6月26日、インドと米国の貿易交渉が暗礁に乗り上げている。自動車部品や鉄鋼、農産物の関税を巡る意見対立が原因だ。写真はホワイトハウスで共同記者会見に臨むトランプ米大統領とインドのモディ首相。2月13日、ワシントンで撮影(2025年 ロイター/Kevin Lamarque)
[ニューデリー 26日 ロイター] – インドと米国の貿易交渉が暗礁に乗り上げている。自動車部品や鉄鋼、農産物の関税を巡る意見対立が原因だ。

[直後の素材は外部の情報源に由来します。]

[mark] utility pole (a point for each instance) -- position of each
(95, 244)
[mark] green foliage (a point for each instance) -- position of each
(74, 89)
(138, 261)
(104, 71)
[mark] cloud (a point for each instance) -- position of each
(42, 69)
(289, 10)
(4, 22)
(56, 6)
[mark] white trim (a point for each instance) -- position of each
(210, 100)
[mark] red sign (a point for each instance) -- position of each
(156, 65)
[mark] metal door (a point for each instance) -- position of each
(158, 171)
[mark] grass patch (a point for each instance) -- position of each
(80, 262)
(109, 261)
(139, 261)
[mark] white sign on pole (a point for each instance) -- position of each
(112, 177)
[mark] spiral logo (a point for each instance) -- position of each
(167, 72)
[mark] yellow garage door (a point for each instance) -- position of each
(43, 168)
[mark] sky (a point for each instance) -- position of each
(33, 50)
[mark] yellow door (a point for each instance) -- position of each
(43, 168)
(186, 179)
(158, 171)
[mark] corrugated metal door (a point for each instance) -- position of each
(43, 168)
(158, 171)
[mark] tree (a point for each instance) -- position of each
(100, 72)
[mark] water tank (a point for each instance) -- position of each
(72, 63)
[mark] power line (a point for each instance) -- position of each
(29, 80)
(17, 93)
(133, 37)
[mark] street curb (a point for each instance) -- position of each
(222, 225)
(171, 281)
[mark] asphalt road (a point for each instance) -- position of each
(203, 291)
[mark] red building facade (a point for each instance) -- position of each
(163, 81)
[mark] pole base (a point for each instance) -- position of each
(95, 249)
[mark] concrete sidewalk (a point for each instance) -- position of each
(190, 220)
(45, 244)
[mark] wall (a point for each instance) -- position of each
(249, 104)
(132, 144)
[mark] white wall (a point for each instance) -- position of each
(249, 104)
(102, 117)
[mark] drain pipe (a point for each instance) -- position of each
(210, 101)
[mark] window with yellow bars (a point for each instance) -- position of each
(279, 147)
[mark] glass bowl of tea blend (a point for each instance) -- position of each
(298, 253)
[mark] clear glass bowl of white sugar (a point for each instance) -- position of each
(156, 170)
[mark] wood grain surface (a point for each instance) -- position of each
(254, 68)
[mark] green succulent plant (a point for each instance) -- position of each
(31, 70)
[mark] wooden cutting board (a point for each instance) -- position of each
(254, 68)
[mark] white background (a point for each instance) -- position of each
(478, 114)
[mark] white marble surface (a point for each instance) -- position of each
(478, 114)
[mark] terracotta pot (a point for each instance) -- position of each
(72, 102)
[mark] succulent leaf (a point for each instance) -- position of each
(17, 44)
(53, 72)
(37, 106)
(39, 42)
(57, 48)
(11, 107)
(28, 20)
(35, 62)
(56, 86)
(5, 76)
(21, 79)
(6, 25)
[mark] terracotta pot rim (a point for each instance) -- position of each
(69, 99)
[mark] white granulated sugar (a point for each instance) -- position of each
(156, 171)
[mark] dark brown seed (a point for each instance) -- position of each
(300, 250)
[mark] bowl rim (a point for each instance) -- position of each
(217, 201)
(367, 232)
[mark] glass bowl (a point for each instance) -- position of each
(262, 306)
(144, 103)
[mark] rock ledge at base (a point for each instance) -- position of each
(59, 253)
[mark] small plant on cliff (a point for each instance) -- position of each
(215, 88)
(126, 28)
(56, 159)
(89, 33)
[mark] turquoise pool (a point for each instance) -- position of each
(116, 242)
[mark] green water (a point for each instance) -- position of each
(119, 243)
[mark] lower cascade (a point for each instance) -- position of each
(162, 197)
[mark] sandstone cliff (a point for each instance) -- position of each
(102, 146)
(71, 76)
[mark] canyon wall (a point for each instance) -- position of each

事情に詳しい複数のインド政府高官が明らかにした。
トランプ米大統領が定めた「相互関税」上乗せ分の停止期間が終了する7月9日までの合意は難しくなり、交渉は当初の楽観ムードが一変した形。以前トランプ氏は、インド政府が米国製品に対する「関税ゼロ」で合意したと主張し、両国政府からはインドが初めて米国と関税問題で合意する国になり得るとの観測まで出ていた。
3人のインド政府高官はロイターに、インドは米国に対して7月9日に発動される相互関税26%の撤回と、鉄鋼・自動車部品の関税引き下げを要求しているものの、米国側はなお応じていないと説明した。
高官の1人は「米国サイドはまずインドが大豆やトウモロコシ、自動車、アルコール飲料などの関税をより大幅に下げ、非関税障壁も緩和すると約束することを望んでいる」と述べ、それが両国に溝を生んでいると分析した。
2人目の高官は、7月9日より前にインド代表団が米首都ワシントンを訪れる見通しだが、協議の重点は暫定的な取引を急ぐのではなく、もっと幅広い合意を目指す方向に移るかもしれないと予想した。
最初の高官は「われわれには熱意があるとはいえ、7月9日前に取引を結ぶことを切望しているわけではない」と語り、2人目の高官は「複数回にわたるこれまでの話し合いにもかかわらず、状況は大して進展していない」と指摘した。
インド政府系シンクタンク、インド外国貿易研究所を率いるラム・シン氏は「ボールは米国側にある。インドはどちらが一方だけが得をする貿易協定には賛成しない」と強調した。